Overview of Nature: Sovereignty, Creation, and Providence:

In Christian theology, "nature" is simply the faithful rule of God over everything in the creation.

There are many alternative non-Christian conceptions of nature:

  1. The pagan deification of nature, or things in nature such as the sun, moon, animals, rocks or trees.
  2. Aristotle's notion of nature as self-sufficient and eternal (naturalism). This view saw the world as autonomous from God, and the philosopher as a detached and objective observer of it.
  3. Plato's dualistic view of the world as Being/Becoming, supernatural/natural, ideal/sensible, spiritual/material. This view greatly affected the early Church through Ptolemy and Plotinus to Augustine. It deepened the split in culture between "upper" and "lower" realms that has lasted to this day.
  4. The Newtonian view of nature as a closed mechanical system, like an autonomous clockwork that runs by itself and is completely determined by built-in "laws of nature".
  5. Modern physical cosmology, including relativity and quantum mechanics as its fundamental basis. This reified, mathematical world view seems irrelevant to the human condition: "The more the universe seems comprehensible, the more it seems meaningless." (Steven Weinberg, The First Three Minutes.)

How should we understand the relationship of God to nature?

Robert Boyle, an important physicist and chemist, wrote a critical appraisal of nature after over 20 years of reflection on the matter. Boyle wrote from the remarkably Biblical perspective of 17th century Puritan England:

"Nature is a licentious word, and one which is detrimental to a fully based faith in the Creator.... Aristotle, by introducing the opinion of the eternity of the world, did ... openly deny God the production of the world. So, by ascribing the admirable works of God to what he calls "Nature", he tacitly denies him the moral government of the world."

--Robert Boyle, A Free Enquiry into the Vulgarly Received Notion of Nature, made in an Essay, London, the Royal Society, 1682. (New edition 1996 by E.B. Davis & M. Hunter, Cambridge U. Press).

Boyle had several other objections to the concept of "Nature": like "Fortune" or "Fate", Nature" or "Mother Nature" is a loose and vague notion. The concept is not found in the Old Testament.
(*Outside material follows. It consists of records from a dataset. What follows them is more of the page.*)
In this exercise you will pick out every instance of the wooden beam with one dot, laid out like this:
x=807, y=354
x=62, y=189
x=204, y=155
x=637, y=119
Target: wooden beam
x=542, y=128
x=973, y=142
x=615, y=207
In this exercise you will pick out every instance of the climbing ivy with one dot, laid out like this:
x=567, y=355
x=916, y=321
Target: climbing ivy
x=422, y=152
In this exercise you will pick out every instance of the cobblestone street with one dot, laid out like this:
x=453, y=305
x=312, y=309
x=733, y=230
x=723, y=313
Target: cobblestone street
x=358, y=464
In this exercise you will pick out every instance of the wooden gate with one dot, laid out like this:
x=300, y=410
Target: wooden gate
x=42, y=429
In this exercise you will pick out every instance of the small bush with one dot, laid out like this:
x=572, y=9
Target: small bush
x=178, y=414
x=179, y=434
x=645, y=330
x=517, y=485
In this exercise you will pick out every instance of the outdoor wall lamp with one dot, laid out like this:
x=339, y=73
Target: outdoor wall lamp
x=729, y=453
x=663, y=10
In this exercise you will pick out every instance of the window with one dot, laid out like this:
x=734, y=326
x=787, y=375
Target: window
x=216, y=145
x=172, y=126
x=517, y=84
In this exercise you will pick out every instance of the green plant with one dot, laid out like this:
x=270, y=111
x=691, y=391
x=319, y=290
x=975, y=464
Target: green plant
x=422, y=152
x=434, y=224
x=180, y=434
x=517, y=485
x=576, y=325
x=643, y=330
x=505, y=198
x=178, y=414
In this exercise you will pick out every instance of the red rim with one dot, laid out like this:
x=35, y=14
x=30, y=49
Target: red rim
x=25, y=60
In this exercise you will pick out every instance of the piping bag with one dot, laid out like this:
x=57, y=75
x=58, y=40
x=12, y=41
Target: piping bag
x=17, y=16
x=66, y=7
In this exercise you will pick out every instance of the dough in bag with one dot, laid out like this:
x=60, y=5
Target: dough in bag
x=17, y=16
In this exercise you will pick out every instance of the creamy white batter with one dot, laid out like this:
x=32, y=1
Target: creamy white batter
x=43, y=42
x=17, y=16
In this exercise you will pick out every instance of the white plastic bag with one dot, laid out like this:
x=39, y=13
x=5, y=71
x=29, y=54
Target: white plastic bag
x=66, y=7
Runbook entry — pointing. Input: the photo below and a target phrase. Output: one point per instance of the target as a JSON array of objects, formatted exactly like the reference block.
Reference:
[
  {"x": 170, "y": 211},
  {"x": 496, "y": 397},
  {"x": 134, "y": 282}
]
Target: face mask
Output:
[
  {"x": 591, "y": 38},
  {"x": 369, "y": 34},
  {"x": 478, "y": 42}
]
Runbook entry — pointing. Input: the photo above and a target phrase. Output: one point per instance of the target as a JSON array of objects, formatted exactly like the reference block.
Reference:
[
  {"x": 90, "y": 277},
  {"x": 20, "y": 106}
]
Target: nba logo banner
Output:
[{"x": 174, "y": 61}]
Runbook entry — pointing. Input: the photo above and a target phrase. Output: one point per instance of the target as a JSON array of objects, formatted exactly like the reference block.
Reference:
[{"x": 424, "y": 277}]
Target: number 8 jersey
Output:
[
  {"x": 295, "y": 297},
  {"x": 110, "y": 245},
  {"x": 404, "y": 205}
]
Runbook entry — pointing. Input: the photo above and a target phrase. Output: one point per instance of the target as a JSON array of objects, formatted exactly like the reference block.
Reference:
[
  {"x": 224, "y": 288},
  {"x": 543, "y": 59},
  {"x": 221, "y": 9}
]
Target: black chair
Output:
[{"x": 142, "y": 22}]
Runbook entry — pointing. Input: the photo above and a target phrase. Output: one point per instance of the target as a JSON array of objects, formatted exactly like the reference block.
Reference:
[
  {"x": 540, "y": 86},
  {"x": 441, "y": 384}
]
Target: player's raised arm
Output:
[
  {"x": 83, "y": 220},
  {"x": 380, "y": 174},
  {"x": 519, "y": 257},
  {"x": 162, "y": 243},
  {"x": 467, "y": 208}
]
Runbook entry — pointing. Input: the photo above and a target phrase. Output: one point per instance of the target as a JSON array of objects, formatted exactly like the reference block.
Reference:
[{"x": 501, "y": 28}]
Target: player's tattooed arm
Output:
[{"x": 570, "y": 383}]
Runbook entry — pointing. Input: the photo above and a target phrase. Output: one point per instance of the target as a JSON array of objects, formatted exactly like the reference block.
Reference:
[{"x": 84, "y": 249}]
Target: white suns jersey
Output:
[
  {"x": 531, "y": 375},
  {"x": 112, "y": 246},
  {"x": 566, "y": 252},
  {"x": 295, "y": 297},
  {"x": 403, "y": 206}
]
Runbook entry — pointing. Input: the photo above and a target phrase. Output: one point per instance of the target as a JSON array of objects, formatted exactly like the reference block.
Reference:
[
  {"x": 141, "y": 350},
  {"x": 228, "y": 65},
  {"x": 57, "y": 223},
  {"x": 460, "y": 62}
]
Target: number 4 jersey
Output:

Instead, there are warnings against the deification of created things (see Job 31:26-27, Deut. 4:19, Rom. 1).

"The Christian is advised rather to pay admiration and praise directly to God Himself, who is the true and only Creator of the sun, moon, earth and those other creatures that men are wont to call the works of Nature."

Boyle, p. 134, quoted in James Houston, I Believe in the Creator, p. 36).